Control the controllables is one of the sports’ enduring cliches that former Indian skipper MS Dhoni almost made his own during his days at the helm. While many may baulk at the downright banality of the trait, some, like long jumper Ancy Sojan love to live by it.
“It is what MS Dhoni would often say. Focus on the process and do not worry about the results. That’s what I did today,” Sojan said on Monday after winning a silver medal with a personal best leap of 6.63m.
Ancy’s process, quite simply, is her training. And listening to some English and Tamil numbers, even a little jig “just to get the body moving.”
“Before an event, everyone is worried about the results but results come afterward. The process is what we need to do in training. Once Dhoni said that what you do in training, you have to repeat that in the match. So firstly, we have to find out what we need to do. I did that and the results are coming.”
The results came out very well for Ancy on another benign evening at the packed and vocal Hangzhou Olympics Sports Centre, with four of her five legal jumps being 6.30m or above.
“The conditions were good today. The board felt great too. The crowd was superb. I had landed here expecting a medal and I am very happy to have done that,” she said.
Ancy has been a strong domestic jumper for a few seasons now, but international success had eluded her thus far. She finished fourth at the Asian Championships in Thailand in July (6.41m), a result that forced her to course correct.
“After that fourth-place finish, I realsied I was capable of much more. I had decent jumps all season but unfortunately, I couldn’t win anything major. The Asian Championships left me sad for a week but then I decided no matter how tough things get for me, I will not lose hope. I fixed whatever I needed to in my training and was determined to do well here. I also had some weight problems due to some menstrual issues but everything is now perfect,” she said.

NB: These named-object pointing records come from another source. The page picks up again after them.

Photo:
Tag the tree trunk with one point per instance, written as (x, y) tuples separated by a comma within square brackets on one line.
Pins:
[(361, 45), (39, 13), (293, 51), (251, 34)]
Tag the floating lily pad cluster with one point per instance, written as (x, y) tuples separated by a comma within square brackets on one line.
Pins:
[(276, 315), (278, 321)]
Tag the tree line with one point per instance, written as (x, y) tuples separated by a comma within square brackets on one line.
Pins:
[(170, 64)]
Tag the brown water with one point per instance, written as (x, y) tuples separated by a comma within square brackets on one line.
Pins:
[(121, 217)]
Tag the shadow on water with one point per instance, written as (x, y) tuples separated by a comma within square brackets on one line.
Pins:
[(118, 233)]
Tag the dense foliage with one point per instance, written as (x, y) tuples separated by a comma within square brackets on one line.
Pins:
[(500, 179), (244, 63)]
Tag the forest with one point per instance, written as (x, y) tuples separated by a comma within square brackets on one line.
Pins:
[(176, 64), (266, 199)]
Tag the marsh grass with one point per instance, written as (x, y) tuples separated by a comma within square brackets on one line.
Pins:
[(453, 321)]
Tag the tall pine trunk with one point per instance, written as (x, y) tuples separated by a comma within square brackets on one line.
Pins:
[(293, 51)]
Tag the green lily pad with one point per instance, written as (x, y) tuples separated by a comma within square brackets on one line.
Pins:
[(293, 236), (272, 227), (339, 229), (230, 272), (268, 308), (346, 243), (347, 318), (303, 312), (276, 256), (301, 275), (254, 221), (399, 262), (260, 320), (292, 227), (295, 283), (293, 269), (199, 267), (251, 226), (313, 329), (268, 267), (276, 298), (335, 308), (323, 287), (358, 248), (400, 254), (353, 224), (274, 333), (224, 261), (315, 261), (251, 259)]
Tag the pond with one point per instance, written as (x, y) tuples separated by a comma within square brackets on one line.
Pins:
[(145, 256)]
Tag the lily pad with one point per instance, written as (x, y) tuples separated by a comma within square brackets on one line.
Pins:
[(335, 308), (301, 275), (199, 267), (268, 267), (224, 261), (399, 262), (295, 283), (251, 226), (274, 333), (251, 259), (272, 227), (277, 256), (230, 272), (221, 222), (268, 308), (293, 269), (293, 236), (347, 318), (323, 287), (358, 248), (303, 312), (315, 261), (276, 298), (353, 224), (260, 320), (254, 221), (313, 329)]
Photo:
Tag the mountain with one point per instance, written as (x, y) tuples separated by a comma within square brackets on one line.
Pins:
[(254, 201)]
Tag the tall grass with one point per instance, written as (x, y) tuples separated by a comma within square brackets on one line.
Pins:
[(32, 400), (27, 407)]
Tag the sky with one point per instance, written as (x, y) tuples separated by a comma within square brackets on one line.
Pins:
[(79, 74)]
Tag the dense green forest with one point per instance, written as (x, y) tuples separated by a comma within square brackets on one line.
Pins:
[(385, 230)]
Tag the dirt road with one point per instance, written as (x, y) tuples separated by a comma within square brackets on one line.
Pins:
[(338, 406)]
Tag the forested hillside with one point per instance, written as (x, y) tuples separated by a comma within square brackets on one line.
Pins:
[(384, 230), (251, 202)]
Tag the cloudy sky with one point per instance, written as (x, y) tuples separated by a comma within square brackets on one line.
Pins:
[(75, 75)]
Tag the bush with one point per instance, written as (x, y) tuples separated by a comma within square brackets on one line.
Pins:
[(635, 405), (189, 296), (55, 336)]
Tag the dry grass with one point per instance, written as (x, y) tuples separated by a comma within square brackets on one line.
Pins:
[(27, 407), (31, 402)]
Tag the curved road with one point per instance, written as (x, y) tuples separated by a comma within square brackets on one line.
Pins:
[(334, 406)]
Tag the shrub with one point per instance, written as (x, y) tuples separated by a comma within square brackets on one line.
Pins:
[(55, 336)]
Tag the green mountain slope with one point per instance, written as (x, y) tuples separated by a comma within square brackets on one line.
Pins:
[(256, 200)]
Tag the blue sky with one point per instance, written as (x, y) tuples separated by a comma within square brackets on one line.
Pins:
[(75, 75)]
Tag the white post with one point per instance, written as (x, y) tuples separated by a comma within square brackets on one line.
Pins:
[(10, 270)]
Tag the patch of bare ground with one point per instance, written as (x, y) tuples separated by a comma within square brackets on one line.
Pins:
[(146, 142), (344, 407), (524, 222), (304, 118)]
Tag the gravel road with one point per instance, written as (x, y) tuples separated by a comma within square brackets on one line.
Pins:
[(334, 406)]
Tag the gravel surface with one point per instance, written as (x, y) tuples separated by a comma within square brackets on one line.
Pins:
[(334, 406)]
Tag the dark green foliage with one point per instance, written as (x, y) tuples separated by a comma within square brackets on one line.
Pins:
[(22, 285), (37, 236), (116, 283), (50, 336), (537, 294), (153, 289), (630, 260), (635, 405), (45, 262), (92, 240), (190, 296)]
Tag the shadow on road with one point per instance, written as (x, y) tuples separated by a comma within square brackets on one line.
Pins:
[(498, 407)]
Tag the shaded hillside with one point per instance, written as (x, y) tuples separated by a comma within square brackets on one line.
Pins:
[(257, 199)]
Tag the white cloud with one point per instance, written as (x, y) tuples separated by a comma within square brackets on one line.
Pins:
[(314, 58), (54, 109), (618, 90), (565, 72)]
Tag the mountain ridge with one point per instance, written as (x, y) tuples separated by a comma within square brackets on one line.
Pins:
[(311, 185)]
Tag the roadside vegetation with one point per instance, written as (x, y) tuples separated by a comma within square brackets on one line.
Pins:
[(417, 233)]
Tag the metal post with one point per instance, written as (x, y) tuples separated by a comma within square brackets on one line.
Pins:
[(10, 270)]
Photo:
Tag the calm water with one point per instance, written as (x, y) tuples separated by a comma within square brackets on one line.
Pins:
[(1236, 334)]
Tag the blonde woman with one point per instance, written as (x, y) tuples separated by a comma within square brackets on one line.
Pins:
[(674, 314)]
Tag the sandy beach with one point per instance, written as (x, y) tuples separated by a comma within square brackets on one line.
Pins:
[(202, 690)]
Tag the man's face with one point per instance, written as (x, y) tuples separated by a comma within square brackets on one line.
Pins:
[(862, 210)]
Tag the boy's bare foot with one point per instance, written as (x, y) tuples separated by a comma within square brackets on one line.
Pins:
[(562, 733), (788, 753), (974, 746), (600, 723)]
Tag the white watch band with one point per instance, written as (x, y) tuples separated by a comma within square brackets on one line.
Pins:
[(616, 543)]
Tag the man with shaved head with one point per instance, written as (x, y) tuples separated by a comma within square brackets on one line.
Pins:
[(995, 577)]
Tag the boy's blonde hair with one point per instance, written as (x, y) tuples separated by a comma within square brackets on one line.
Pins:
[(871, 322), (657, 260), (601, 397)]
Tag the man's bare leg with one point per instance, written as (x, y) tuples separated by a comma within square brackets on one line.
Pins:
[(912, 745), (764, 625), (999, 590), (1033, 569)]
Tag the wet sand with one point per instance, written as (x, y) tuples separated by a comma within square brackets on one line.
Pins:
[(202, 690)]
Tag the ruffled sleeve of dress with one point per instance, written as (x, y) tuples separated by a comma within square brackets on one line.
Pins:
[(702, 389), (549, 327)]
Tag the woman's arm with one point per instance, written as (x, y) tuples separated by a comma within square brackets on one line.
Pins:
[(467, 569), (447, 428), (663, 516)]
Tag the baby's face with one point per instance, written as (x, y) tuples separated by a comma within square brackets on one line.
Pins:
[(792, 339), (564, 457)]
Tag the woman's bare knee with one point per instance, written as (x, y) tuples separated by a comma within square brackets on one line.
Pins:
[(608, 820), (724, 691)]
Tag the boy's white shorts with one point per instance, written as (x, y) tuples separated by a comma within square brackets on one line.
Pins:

Ancy started the competition with a modest 6.13m jump but found her range soon, jumping 6.49m and 6.56m in her next two attempts. A 6.30m was followed by the winning leap of 6.63m and Ancy closed the competition with a foul.
China’s 19-year-old national champion Shiqi Xiong won the gold with a jump of 6.73m that arrived on her third try. Xiong, in fact, had a memorable evening where her first five jumps were all in excess of 6.60m. The bronze was won by Hong Kong’s Nga Yan Yue who jumped 6.50m. All three podium finishers delivered their career-best performances in the 15-woman final.
“The jumps kept getting better every time, which felt great. My rhythm was a little off in my opening jump, but I used my Asian Championships experience to get out of my disappointment. If I have to be a champion, I have to do better than the rest and that is what I tried to do today,” Ancy said.
“I lost out on gold by a few centimetres because I have achieved my goal of winning a medal here. I knew I was going to make it my day, and I did make it my day.”
The Usain Bolt and Neymar fan will celebrate the night dancing to Vijay’s latest chartbuster ‘naa ready thaan varava’ from an upcoming movie Leo. Literally, the song translates to ‘I am ready. are you ready for me?’ Under the dazzling Hangzhou skyline, Ancy showed she was ready.
There was disappointment for youngster Shaili Singh whose maiden Asian Games appearance ended in tears and fifth place. Singh, coached by Robert and Anju Bobby George, could muster a best jump of 6.48m that came on her penultimate effort.
“I am sorry I could not give my best today. I tried a lot but the jumps were just not coming. It was a bad day,” said Singh as she broke down after a below-par performance. During the competition, Ancy tried her best to keep Singh’s spirits high, but nothing worked.
“I kept telling her to stay mentally strong and take it one jump at a time. She is still very young and will surely learn,” said Ancy who will next be seen in action at the National Games before heading into the off-season.
“Next season, I want to become the first Indian woman to breach the 7m barrier,” she said.